一言だけ言って、少女は森の中へと入って行った。それを見届けて、ため息をつく。


「…とりあえず、他の奴らを助けるか。」


そう呟き、拘束されている仲間の元へと向かって皆の拘束をナイフで解いた。


「……。」


隊員達は眠っている。既に俺は…決めていた。


「すいません……俺は除隊します。」


ホワイトボードに武装の場所等の書き置きを残す。


「一度は諦めた…ゲームクリエーター。もう一回、挑戦したいので。」


高校生の時、将来の夢の発表で、そう言ったら俺の夢をクラスメイトの皆は馬鹿にした。先生や俺の家族でさえも…そうだった。


(だから…諦めてた…けど。)


少女が楽しそうに話をするのを…俺は思わず夢中になって聞いていた時点で分かってた。


「…ありがとう。思い出させてくれて。

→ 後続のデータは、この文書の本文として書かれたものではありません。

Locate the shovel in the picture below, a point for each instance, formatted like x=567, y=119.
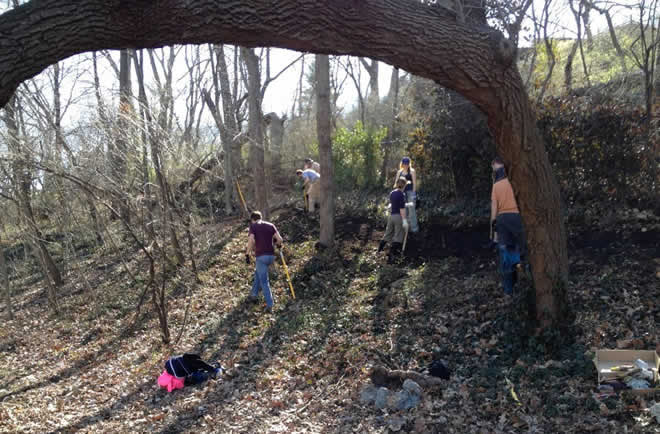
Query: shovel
x=405, y=239
x=240, y=194
x=288, y=277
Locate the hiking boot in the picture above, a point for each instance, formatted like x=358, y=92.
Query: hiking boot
x=395, y=250
x=252, y=299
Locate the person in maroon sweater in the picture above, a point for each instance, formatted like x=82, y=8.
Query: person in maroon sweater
x=260, y=241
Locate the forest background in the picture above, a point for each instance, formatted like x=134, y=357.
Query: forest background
x=130, y=162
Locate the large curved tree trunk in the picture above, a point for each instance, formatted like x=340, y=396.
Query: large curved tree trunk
x=428, y=41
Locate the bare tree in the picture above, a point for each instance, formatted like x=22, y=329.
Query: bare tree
x=644, y=49
x=430, y=42
x=4, y=272
x=392, y=133
x=323, y=130
x=578, y=13
x=373, y=96
x=545, y=17
x=255, y=129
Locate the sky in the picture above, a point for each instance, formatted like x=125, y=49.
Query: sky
x=280, y=94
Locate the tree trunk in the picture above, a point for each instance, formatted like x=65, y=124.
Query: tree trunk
x=276, y=125
x=473, y=60
x=373, y=99
x=5, y=282
x=323, y=131
x=393, y=99
x=568, y=68
x=119, y=152
x=256, y=131
x=166, y=199
x=22, y=179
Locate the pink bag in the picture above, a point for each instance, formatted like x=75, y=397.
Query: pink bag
x=170, y=382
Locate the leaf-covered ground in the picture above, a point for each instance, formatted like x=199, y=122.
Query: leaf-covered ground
x=301, y=369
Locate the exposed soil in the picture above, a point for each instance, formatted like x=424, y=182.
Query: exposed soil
x=301, y=369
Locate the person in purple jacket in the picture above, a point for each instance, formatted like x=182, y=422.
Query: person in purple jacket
x=260, y=242
x=397, y=224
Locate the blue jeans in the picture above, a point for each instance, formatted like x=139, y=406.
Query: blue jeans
x=261, y=278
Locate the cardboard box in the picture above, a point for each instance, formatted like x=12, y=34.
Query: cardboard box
x=605, y=360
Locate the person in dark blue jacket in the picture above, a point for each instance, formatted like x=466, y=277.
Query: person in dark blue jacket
x=397, y=224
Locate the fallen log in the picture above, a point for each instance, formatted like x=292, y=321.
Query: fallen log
x=390, y=378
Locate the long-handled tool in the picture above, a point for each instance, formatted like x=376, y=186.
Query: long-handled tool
x=288, y=278
x=405, y=239
x=240, y=195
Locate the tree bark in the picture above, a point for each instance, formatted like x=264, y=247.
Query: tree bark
x=276, y=126
x=323, y=131
x=22, y=179
x=166, y=196
x=119, y=152
x=373, y=98
x=474, y=60
x=256, y=131
x=568, y=68
x=393, y=99
x=5, y=282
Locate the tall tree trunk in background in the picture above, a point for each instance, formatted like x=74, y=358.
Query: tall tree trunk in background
x=5, y=283
x=568, y=68
x=276, y=125
x=226, y=144
x=374, y=96
x=118, y=151
x=255, y=130
x=57, y=114
x=323, y=130
x=22, y=179
x=550, y=53
x=474, y=60
x=392, y=135
x=231, y=130
x=166, y=197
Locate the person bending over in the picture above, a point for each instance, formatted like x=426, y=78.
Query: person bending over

」


ーー皆が楽しく、夢中になれる様なゲームを作りたい。


無言で自身が持つ武装を地面に落とした。こんな物はもう必要ない。今必要なのは…


「ゲーム制作ツール…というかまずは、パソコンか…実家にまだあったっけ?」


そう呟きながら男はジープに乗って、建物を後にした…裏切りの報復とか、そんな事は心の隅に置いておく。


(もしゲームができたら…最初のテストプレイは是非、君にしてほしいな。)


ーーーきっと3分では帰れそうもない帰路の中、ただひたすらに…どういうゲームを作ろうかと童心に返ったように考えた。